We also have a great deal of empirical evidence to demonstrate that age is curable. Researchers have conducted a multitude of studies that demonstrate that when animals such as mice and fruit flies are placed on restricted-calorie diets, they live far longer than normal. When placed on near-starvation diets, the lifespan of mice more than doubles. Lower calorie consumption is also the primary factor that explains why women have longer average life-spans than men, (even after one takes into account the increased probability that men will die in war or crime-related violence or accidents). Essentially, the less food one consumes, the less one’s body metabolizes, which reduces the amount of damage that accumulates in the body.
This is not to suggest that we should promote anorexia. First, while calorie-restriction reduces senescence, one needs to ensure adequate nutrition in one’s diet; the consequences of malnutrition are usually worse for one’s health than senescence. Second, a longer lifespan is probably not worthwhile if those extra years are filled with miserable hunger pains.
However, the fact that we understand a great deal about how senescence works, and that we have empirical evidence that the process can be slowed down, give cause for optimism that we could find an alternative mechanism to mimic the benefits of calorie restriction.
Furthermore, even if scientists are not able to make any major breakthroughs, the anti-senescence research already available offers a great deal of practical advice on an individual basis. Competitive eating contests, for instance, are inadvisable for one’s health. One should also think carefully before engaging in high-intensity exercise activities such as marathons. Contrary to what one might expect, regular marathoners do not have longer life expectancies than normal. The reason is that in order sustain that level of exercise, marathoners eat far more than average, often double or triple the normal caloric intake. The lesson is that there is a sweet spot for an ideal level of exercise: Moderate exercise is extremely healthy for an individual, but at a certain point the benefits are nullified by the increased food consumption required.

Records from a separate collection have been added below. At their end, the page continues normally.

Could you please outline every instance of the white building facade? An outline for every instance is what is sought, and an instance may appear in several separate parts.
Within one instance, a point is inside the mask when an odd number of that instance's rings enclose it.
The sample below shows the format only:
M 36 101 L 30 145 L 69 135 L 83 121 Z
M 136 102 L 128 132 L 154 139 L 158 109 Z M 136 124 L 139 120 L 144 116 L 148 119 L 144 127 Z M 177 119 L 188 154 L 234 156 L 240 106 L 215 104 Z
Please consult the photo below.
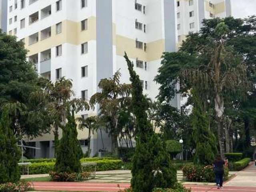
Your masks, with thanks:
M 119 69 L 121 82 L 129 82 L 126 51 L 144 93 L 154 100 L 162 53 L 176 51 L 189 32 L 198 31 L 204 18 L 231 15 L 230 0 L 8 0 L 7 33 L 24 42 L 40 75 L 53 81 L 72 79 L 75 97 L 88 100 L 100 91 L 101 79 Z M 176 97 L 172 104 L 180 108 L 180 100 Z M 78 131 L 84 152 L 86 131 Z M 104 137 L 109 150 L 110 140 Z M 54 140 L 52 134 L 32 140 L 41 150 L 32 155 L 53 157 Z M 102 148 L 98 134 L 91 142 L 92 154 Z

The most common objection to curing age is that it will create an enormous overpopulation problem. While that’s certainly true, reducing population growth is not an acceptable reason to refrain from curing a disease.
To illustrate the point, consider how you would react if someone told you they opposed a cure for cancer because it would exacerbate the population crisis. The only difference between curing cancer and curing senescence is that the latter would save far more lives.
“In Time” imagines a dystopian solution to the overpopulation problem, where people are simply killed off when they are no longer considered productive to society. After a person turns 25, they have one year left to live, after which they must buy “time” with either labor or commerce. If they run out of time, they die. The poor frequently die young, while the rich are functionally immortal.
While “In Time” captures the zeitgeist of widespread opposition to inequitable distribution of wealth, it fails to give a realistic account of how society would most likely react to senescence cure. Rather than increasing the death rate by killing people off, the far more likely and far more desirable reaction to overpopulation would be to reduce the birth rate by regulating reproduction. Nations would need to decide how large a population they could sustain, and limit reproduction accordingly.
Governments and universities should shift a greater proportion of their medical research toward curing age. While research on ailments such as heart disease, Alzheimer’s disease, and cancer are all worthwhile objectives, the money we spend on them is like hacking at branches when we could be solving the problem at the trunk, because young people seldom suffer from those ailments. If we can figure out how to cure senescence, we will cure those other diseases in the process. Ultimately, senescence is responsible for two-thirds of deaths worldwide, making it the most lethal disease in the world. We need to shake off our complacency and recognize age as a curable disease.